Menurut Shidarta, penelitian tentang dimensi filosofis peraturan perundang-undangan merupakan bentuk penelitian tersulit karena derajat keterukuran (measurability)-nya terbilang paling longgar. Oleh sebab itu, penelitian demikian biasanya diarahkan pada penelitian tentang asas-asas hukum. Ada begitu banyak cara pengklasifikasian asas hukum, sehingga butuh kejelian untuk memahami kategori-kategori asas mana saja yang sesuai untuk dilekatkan pada suatu produk hukum tertentu. Ia mempertanyakan begitu banyak asas hukum diwajibkan harus ada dalam suatu peraturan perundang-undangan, padahal belum tentu sejalan dengan filosofi yang dikehendaki dalam peraturan itu. Misalnya, ia memberi contoh asas kekeluargaan yang ada dalam Pasal 6 Undang-Undang No. 12 Tahun 2011 tentang Pembentukan Peraturan Perundang-undangan. Setiap materi muatan peraturan perundang-undangan wajib mengandung asas kekeluargaan yang menurut penjelasannya berarti setiap materi muatan peraturan perundang-undangan harus mencerminkan musyawarah untuk mencapai mufakat dalam setiap pengambilan keputusan. “Tidak jelas, bagaimana asas kekeluargaan seperti ini harus dituangkan di dalam materi muatan undang-undang yang membutuhkan ketegasan sikap seperti Undang-Undang Pemberantasan Tindak Pidana Korupsi,” ujar Shidarta. Penggunaan istilah asas kekeluargaan yang diidentikkan dengan asas musyawarah untuk mencapai mufakat sangat berbeda dengan maksud yang terkandung, misalnya dalam Pasal 33 UUD 1945.

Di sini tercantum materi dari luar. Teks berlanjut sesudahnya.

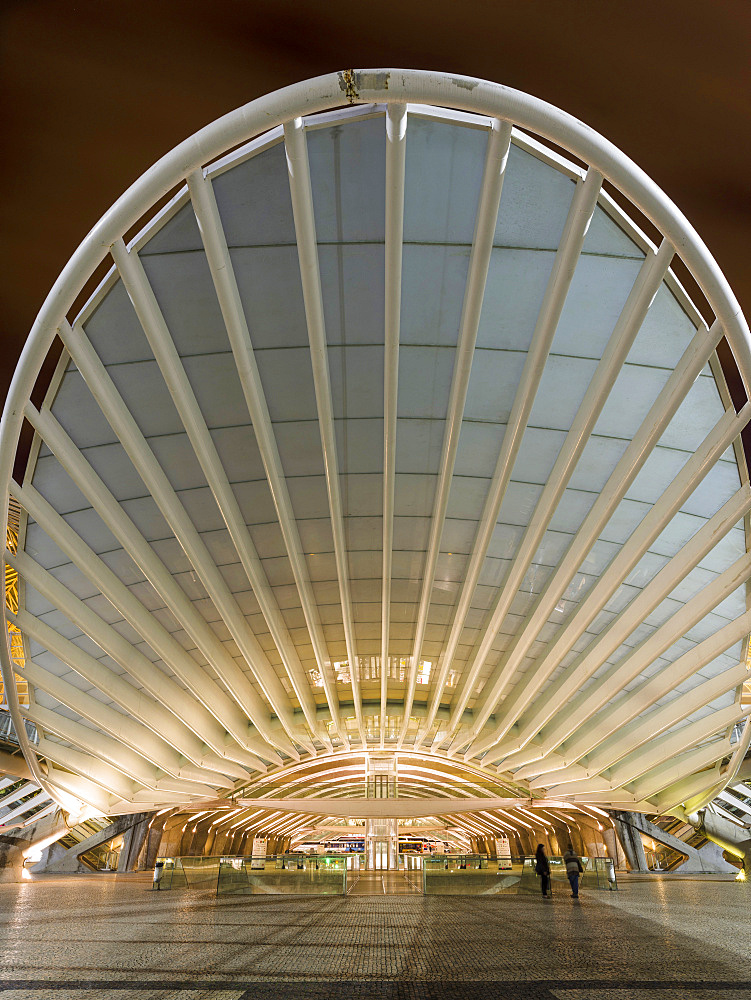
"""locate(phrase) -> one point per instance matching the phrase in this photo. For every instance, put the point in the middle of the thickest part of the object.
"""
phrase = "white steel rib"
(390, 434)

Shidarta juga menjelaskan asas-asas hukum yang dapat berupa asas supra, asas fundamental, dan asas sekunder. Lapisan-lapisan asas ini terhubung dengan rumusan peraturan di tingkat paling konkret di jenjang bawahnya. Dalam lokakarya ini juga disampaikan konsekuensi dari asas-asas tersebut dan potensi konflik di antara asas ini. (***)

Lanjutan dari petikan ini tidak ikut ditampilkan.